Sign Language Recognition using custom Data Glove
Bachelor of Engineering Thesis Project.
Project Guide - Dr. Shrikanta Pal, Electronics & Communication Dept. BIT Mesra
Team Members - Anirvan Dutta, Ravi Ranjan, Nancy Mishra
Our proposed solution and goal was to design a Human Computer Interface (HCI) device that can translate sign language, specifically ISL, to text and speech providing any deaf & mute individuals with the ability to effortlessly communicate with anyone. Sign language involves the use of gestures, mainly specific hand shapes and movements, instead of sound to convey words and sentences. The idea is to design a device placed on a hand with sensors capable of capturing hand gestures and then transmitting the information to a processing unit which performs the sign language translation. The novelty of our approach was to not only identify static gestures but also define a framework for dynamic gesture identification as well.
We proposed a real time multimodal Indian Sign Language recognition system using a feature level fusion scheme.

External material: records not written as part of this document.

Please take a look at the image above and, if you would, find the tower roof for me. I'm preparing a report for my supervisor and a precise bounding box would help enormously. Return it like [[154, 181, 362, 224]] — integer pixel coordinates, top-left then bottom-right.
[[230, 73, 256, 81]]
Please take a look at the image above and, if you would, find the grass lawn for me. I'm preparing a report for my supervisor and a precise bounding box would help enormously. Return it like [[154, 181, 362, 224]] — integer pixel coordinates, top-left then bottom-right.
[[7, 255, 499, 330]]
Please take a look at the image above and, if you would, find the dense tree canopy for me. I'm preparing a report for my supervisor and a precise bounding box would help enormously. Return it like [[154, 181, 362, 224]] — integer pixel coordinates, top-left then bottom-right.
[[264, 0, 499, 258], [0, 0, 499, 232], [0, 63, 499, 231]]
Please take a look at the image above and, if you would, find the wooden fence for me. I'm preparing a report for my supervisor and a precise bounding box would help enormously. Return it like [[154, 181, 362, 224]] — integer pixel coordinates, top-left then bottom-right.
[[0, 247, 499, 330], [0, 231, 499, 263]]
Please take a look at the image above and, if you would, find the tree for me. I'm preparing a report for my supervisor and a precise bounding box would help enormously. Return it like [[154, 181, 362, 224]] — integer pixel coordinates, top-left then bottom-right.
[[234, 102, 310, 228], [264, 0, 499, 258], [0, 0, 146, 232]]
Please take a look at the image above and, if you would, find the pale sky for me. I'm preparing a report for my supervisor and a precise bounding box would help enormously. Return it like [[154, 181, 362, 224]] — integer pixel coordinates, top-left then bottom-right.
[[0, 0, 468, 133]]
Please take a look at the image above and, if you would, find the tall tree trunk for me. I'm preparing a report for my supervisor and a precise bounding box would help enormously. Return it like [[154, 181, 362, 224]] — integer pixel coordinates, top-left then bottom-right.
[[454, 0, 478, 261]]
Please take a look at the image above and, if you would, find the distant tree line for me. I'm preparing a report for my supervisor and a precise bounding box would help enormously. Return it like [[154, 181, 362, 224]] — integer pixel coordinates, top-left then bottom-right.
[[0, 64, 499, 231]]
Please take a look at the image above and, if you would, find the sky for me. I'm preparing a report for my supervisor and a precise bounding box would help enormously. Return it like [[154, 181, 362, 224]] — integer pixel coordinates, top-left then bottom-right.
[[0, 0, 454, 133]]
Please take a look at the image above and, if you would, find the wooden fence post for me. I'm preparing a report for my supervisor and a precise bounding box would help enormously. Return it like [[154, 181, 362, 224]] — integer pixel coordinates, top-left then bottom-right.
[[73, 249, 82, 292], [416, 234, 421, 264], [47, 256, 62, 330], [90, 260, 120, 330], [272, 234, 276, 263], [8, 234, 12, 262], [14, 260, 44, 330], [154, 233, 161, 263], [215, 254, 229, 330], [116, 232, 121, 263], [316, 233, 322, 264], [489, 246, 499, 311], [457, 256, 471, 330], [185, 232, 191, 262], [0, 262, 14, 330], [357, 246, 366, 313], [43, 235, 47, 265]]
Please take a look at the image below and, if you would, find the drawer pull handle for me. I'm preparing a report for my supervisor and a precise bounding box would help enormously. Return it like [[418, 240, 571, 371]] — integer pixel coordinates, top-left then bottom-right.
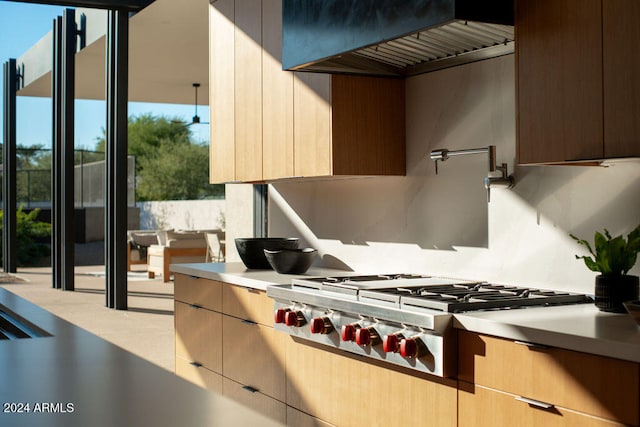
[[514, 341, 549, 350], [242, 385, 259, 393], [515, 396, 555, 409]]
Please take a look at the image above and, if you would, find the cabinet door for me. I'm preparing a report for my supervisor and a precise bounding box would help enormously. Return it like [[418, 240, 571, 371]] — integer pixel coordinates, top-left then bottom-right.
[[176, 357, 222, 393], [222, 316, 286, 402], [235, 0, 262, 181], [175, 301, 222, 374], [293, 73, 333, 176], [602, 0, 640, 157], [286, 337, 457, 427], [173, 273, 222, 311], [262, 0, 293, 179], [222, 378, 287, 426], [516, 0, 604, 164], [458, 383, 621, 427], [209, 0, 236, 183], [222, 283, 273, 326], [458, 331, 640, 425]]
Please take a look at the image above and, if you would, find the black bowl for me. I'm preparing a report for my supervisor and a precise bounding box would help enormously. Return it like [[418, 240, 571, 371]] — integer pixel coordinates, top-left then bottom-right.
[[264, 248, 318, 274], [236, 237, 298, 270]]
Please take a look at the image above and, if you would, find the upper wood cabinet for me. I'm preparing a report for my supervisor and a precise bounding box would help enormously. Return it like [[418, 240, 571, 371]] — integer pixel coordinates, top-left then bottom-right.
[[209, 0, 405, 183], [515, 0, 640, 164]]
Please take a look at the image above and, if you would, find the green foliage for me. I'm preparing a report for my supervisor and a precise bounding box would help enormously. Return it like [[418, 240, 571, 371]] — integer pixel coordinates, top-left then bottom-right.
[[570, 225, 640, 276], [0, 207, 51, 267], [96, 114, 224, 201]]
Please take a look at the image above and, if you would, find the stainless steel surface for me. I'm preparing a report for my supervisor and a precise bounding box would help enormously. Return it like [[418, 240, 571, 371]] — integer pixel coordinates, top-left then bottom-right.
[[283, 0, 514, 76], [267, 274, 591, 377]]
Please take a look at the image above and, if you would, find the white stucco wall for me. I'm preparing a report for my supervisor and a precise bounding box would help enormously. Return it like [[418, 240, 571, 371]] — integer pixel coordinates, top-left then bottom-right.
[[269, 55, 640, 293]]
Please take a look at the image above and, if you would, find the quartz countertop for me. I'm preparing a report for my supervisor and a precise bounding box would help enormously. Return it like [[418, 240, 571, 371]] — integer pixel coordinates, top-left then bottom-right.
[[171, 263, 640, 363], [0, 288, 279, 427]]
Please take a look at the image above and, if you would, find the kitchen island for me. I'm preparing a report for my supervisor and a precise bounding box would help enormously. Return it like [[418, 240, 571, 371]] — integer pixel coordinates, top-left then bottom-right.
[[0, 288, 279, 427]]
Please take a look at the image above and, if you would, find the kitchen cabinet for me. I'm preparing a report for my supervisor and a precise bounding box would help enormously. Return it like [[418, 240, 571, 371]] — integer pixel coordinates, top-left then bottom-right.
[[286, 338, 457, 427], [515, 0, 640, 164], [458, 331, 640, 426], [209, 0, 405, 183]]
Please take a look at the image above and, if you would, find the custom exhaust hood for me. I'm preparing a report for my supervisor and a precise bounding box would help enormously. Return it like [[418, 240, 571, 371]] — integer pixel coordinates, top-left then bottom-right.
[[282, 0, 514, 77]]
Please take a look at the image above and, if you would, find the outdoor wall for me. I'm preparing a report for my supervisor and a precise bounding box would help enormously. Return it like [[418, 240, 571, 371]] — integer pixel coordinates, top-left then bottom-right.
[[136, 199, 226, 230], [269, 55, 640, 293]]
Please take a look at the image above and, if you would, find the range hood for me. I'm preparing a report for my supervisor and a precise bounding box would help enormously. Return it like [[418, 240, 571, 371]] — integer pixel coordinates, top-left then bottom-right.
[[282, 0, 514, 77]]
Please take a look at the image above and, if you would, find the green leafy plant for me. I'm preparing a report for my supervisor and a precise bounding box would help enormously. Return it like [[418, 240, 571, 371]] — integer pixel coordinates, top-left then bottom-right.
[[570, 225, 640, 276]]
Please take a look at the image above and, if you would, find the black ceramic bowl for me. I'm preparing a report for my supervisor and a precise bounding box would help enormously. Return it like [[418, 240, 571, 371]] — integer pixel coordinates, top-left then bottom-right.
[[264, 248, 318, 274], [236, 237, 298, 270]]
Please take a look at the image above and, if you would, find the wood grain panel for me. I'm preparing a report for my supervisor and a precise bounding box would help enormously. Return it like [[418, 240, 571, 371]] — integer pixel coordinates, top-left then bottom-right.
[[173, 273, 222, 311], [603, 0, 640, 157], [293, 73, 333, 176], [516, 0, 604, 164], [458, 331, 640, 425], [331, 75, 405, 175], [458, 384, 623, 427], [262, 0, 293, 179], [175, 301, 222, 374], [286, 337, 457, 427], [222, 378, 287, 425], [209, 0, 236, 183], [176, 357, 222, 394], [222, 316, 286, 402], [235, 0, 262, 181], [222, 283, 273, 326]]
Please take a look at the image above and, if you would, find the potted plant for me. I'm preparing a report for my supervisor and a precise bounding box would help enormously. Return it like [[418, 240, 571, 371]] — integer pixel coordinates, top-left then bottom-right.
[[570, 225, 640, 313]]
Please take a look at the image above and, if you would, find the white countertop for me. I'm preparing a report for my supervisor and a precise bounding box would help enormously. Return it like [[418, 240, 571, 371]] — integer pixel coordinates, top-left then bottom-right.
[[0, 288, 280, 427], [171, 263, 640, 363]]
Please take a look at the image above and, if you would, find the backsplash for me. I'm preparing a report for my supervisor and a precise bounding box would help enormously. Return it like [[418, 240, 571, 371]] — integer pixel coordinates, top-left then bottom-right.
[[269, 55, 640, 293]]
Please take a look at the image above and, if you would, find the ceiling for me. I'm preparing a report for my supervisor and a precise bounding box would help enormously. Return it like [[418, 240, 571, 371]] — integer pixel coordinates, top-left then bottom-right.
[[17, 0, 209, 105]]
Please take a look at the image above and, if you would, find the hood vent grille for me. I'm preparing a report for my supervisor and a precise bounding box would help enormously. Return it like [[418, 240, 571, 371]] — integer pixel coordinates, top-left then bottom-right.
[[283, 0, 514, 76]]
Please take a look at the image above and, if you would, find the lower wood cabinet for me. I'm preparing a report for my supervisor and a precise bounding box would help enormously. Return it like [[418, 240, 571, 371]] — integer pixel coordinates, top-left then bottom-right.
[[222, 378, 287, 424], [458, 382, 624, 427], [176, 357, 222, 393], [286, 338, 457, 427], [458, 331, 640, 426], [222, 315, 286, 402], [174, 301, 222, 374]]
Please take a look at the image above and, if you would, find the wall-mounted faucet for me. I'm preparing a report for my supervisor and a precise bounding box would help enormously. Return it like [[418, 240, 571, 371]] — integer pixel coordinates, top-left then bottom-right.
[[430, 145, 513, 203]]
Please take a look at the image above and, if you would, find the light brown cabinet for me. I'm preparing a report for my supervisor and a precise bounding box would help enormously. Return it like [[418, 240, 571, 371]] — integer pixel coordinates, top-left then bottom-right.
[[458, 331, 640, 426], [515, 0, 640, 164], [209, 0, 405, 183], [286, 339, 457, 427]]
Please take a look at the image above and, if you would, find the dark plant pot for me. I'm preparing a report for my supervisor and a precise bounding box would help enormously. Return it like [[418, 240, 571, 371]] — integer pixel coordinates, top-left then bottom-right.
[[595, 275, 638, 313]]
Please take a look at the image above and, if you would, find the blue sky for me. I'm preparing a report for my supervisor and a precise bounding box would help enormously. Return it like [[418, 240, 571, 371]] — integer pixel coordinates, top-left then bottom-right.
[[0, 0, 209, 149]]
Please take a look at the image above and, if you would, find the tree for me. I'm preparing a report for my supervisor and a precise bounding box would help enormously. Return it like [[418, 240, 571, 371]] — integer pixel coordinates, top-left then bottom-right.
[[96, 113, 224, 201]]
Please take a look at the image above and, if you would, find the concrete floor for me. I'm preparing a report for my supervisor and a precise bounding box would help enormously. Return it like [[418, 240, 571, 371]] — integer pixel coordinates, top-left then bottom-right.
[[0, 265, 174, 372]]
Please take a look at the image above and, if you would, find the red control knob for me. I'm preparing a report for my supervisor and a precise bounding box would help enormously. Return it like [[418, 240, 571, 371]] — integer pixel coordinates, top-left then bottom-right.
[[340, 323, 361, 341], [284, 311, 306, 326], [273, 308, 291, 323], [356, 328, 380, 347], [400, 337, 420, 359], [310, 317, 333, 334], [382, 334, 402, 353]]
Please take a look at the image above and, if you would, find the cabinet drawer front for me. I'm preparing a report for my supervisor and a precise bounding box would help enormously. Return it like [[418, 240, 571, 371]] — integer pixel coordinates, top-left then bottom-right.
[[176, 357, 222, 393], [458, 383, 623, 427], [222, 316, 286, 402], [222, 283, 273, 326], [286, 337, 457, 427], [173, 274, 222, 311], [458, 331, 640, 425], [175, 302, 222, 373], [222, 378, 287, 425]]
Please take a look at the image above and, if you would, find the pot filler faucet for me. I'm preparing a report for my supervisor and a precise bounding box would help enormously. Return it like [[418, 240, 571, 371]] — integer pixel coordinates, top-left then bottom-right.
[[430, 145, 513, 203]]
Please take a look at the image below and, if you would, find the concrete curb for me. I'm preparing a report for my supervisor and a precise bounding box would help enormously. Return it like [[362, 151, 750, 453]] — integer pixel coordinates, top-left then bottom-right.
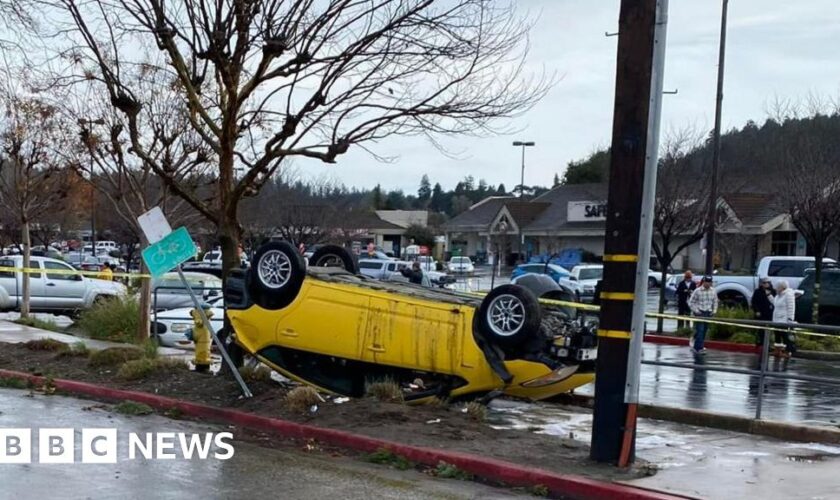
[[555, 394, 840, 444], [0, 369, 690, 500]]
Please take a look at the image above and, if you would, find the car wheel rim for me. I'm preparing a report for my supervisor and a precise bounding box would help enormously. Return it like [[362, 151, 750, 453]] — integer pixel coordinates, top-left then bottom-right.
[[315, 254, 344, 269], [487, 295, 525, 337], [257, 250, 292, 289]]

A broad set of features from flex, force and inertial sensors were considered to classify both static as well as dynamic gestures.
A human computer interface glove was developed with the aim of translating Indian sign language to text & speech. The glove utilizes nine flex sensors, two force sensors, and an inertial measurement unit to accurately capture hand gestures. All components were placed on the back side of the glove providing the user with full range of motion, and not restricting the user from performing other tasks while wearing the glove.
Machine learning algorithms were explored to perform classification of hand gestures. Non-Parametric supervised learning algorithms like kNN (K – Nearest Neighbours), SVM (Support Vector Machine), Decision Tree, Random Forest etc. were tested on the training data for achieving maximum accuracy in classification. Finally, decision tree classifier was selected based on the results of k-fold cross validation using the training data. The current results include translation of twenty-four letters and ten dynamic gestures from sign language to text & speech.
We were able to classify 24 static gestures and 5 dynamic gestures with accuracy of 98% and 96% respectively. The 24 static gestures included all the letters of the Indian Sign Language and the ten basic dynamic gestures like “Hello”, “Good Morning”, “Thank You”, “Sorry”, “Good Bye” etc. Our training accuracy with 10-fold cross validation for static gesture is 98% and 96% for dynamic gestures. After repeated testing it was found out that it could classify 46 gestures accurately out of 50. Thus, showing significant improvement in the existing published resources. We are still working on improving the design and getting publishable results.